According to some reports, Ms Gray could present the findings as soon as next week, but similar investigations have taken months to complete in the past.

Boris Johnson has refused to comment on the specifics of his role in No10 parties, instead urging the public to wait for the results of a government investigation into the gatherings.

The inquiry, which will be led by civil servant Sue Gray, has not been given a timetable, and experts have warned that it could be delayed if the police conduct their own investigation.

So far, here’s what we know.

Sue Gray, a senior civil servant, has been tasked with investigating alleged violations of the government’s lockdown rules.

Ministers have been accused of violating the Covid restrictions nine times, including the recent ‘BYOB’ garden party.

Mr Johnson admitted in the House of Commons yesterday that he attended the May 2020 gathering – to which 100 people were invited but only about 30 showed up – but that he mistook it for a work function.

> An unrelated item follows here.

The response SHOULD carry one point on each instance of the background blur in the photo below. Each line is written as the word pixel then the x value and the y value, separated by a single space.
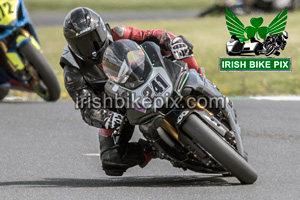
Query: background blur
pixel 208 34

“Hi all, After what has been an incredibly busy period it would be nice to make the most of the lovely weather and have some socially distanced drinks in the No 10 garden this evening,” the Prime Minister’s principal private secretary, Martin Reynolds, wrote in an email to the guests.

Please join us starting at 6 p.m. and remember to bring your own alcohol!”

Caroline Slocock, a former senior civil servant, said it was “inconceivable” that the Prime Minister was unaware of the email, and that the invitation was almost certainly extended by him.

People in England were only allowed to meet up with one person outside of their immediate family at the time.

Ms Gray is suspected of looking through emails, calendar invites, phone messages, and eyewitness accounts, but some reports claim she also has access to CCTV and police reports.

The investigation’s first objective will almost certainly be to create a timeline for each of the nine events.

Ms Gray is then expected to figure out who and how they were organized, as well as who attended and was aware of the parties.

Ms Gray may present the results as soon as next week, according to some reports.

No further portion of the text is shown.